Ciertamente, no pasaría aquella última noche de reinado en un palacio vacío y ya hostil. Desde su niñez, Akhesa había apaciguado con frecuencia sus tormentos alzando la mirada al cielo. Sólo había un lugar donde podría conocer la felicidad de existir: la cima tebana, sumida en la noche y la soledad.
La luz solar iluminaba el estrecho sendero que conducía a la cumbre. La gran esposa real caminaba lentamente, saboreando cada uno de sus pasos. Pronto se hallaría ante el cuerpo luminoso del universo, en las puertas estrelladas por las que pasaba la vida divina para crear la existencia terrestre. Olvidaría el tiempo, aboliría el pasado, oraría a la diosa de ojos de lapislázuli que se extendía sobre Egipto, y ella la cubriría con su amor, envolviéndola en un perfume de eternidad.
En la cumbre, ambición y poder habrían desaparecido. Frente a sí misma, frente al tenebroso vacío de su porvenir, ¿tendría valor para seguir viviendo, para participar en la caída de Tutankamón y desposarse con el nuevo faraón, Horemheb?

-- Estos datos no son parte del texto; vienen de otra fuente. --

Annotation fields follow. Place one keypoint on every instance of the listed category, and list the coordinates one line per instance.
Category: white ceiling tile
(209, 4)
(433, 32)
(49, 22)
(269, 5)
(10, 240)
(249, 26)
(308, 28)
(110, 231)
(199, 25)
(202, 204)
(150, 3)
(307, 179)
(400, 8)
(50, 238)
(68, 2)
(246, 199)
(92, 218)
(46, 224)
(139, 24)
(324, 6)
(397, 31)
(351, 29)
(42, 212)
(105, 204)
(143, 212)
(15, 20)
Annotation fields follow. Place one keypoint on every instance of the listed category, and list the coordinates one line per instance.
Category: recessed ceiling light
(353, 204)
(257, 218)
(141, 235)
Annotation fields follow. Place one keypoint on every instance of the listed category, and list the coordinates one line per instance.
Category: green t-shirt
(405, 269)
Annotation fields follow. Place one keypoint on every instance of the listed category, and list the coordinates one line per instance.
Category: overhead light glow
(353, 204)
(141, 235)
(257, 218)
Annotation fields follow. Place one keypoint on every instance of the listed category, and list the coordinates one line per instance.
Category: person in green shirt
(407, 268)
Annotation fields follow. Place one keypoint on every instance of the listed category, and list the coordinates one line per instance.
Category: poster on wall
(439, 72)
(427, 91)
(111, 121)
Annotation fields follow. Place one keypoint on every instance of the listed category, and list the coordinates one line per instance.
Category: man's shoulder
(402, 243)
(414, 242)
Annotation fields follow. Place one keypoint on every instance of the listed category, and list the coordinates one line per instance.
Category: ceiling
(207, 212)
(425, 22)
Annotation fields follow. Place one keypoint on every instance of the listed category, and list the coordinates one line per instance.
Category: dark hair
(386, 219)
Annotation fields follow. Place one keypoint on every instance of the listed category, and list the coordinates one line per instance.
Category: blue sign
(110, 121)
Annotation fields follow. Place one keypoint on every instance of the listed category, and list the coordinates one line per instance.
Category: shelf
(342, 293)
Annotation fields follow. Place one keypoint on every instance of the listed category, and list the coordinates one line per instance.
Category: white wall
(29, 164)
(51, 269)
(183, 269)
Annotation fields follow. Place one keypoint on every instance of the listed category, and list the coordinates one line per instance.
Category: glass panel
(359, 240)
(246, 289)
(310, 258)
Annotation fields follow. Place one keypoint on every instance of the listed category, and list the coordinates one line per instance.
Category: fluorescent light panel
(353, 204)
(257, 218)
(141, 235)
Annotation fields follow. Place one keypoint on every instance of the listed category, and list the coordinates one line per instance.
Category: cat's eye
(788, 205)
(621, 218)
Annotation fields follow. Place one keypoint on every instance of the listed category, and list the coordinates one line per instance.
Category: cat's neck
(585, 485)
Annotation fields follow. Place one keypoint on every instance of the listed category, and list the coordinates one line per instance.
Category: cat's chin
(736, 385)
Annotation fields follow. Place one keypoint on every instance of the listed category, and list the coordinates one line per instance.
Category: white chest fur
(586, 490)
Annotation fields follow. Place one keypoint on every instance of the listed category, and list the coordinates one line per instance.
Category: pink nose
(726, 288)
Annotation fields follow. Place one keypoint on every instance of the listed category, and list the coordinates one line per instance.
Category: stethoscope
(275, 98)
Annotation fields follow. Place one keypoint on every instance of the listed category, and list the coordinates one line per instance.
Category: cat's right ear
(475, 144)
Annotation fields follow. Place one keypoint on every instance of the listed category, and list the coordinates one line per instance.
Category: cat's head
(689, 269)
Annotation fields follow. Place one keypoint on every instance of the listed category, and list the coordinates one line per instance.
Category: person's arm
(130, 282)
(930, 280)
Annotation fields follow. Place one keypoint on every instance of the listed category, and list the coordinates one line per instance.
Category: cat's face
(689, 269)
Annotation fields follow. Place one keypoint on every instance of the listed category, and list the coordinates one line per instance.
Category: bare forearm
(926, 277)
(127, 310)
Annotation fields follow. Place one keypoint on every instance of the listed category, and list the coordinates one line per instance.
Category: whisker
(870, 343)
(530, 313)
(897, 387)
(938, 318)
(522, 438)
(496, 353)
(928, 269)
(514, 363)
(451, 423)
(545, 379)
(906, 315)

Akhesa se quitó las sandalias. Sentir el contacto de la arena le provocó una oleada de goce, la sensación de una juventud indestructible. Corrió, escalando sin trabajo la pendiente. La suavidad de la noche hizo que gotas de plateado sudor se deslizaran por su piel dorada. Se quitó el vestido de lino y, desnuda, recorrió los últimos metros que la separaban del pequeño oratorio construido en la cumbre de la montaña, a cuyos pies habían excavado valles de tumbas.
Súbitamente helada, Akhesa se detuvo al borde del abismo.
Sentado en un banco de piedra, un hombre la contemplaba. Era Maya, el felón.